Raja adil ini membawa pengaruh kepada para pemimpin di bawahnya (ayat 1b). Kebenaran dan keadilan para pemimpin ini digambarkan bagaikan "Tempat perlindungan dari angin ribut, aliran-aliran air di tempat kering, dan naungan batu yang besar di tanah tandus" (ayat 2). Saudara, konsep utama Alkitab tentang kepemimpinan adalah kepemimpinan yang melayani. Hal tersebut terlihat di dalam ucapan Yesus berikut ini. “Kamu tahu, bahwa pemerintah-pemerintah bangsa-bangsa memerintah rakyatnya dengan tangan besi dan pembesar-pembesar menjalankan kuasanya dengan keras atas mereka.” (Matius 20:25).
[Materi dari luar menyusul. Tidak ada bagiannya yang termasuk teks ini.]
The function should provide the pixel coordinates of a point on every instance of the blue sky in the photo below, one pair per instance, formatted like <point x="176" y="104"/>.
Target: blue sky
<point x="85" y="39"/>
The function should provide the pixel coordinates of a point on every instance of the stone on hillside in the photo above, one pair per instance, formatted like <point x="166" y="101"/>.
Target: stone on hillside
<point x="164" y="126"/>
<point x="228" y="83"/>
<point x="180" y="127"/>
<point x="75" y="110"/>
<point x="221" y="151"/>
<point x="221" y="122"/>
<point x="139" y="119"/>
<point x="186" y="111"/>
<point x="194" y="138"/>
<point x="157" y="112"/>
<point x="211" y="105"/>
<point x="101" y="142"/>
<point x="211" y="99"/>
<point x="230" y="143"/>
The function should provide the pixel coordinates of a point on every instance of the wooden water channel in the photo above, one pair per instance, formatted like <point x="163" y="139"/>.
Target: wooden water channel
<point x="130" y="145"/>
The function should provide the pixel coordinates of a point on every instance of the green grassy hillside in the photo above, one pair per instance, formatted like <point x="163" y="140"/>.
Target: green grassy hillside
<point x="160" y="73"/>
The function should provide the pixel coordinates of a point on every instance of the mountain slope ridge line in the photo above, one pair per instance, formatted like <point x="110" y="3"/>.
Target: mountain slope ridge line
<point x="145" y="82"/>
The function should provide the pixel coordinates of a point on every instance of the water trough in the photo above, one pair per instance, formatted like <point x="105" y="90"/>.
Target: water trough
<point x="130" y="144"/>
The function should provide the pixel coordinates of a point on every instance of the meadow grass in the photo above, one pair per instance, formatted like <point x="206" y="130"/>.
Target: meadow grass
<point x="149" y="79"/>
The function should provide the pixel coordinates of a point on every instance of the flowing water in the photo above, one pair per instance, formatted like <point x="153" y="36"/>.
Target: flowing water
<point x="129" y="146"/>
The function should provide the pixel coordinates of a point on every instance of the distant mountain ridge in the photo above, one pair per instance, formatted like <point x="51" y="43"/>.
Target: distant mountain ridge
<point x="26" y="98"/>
Melalui perkataan-Nya dan ajaran-Nya Yesus memperlihatkan perbandingan bahwa kepemimpinan dengan gaya dunia memiliki ciri-ciri otokratis; lebih banyak memerintah daripada melayani pengikut; lebih banyak menempatkan pimpinan sebagai bos daripada pemimpin. Yesus mengajarkan bahwa seorang pemimpin justru harus menjauhi hal-hal berbau otokratis. Gaya otokratis bertolak belakang dengan yang Yesus kehendaki dan tampilkan, yakni kasih, keadilan, kebenaran, damai sejahtera, pengampunan, dan keselamatan Amin!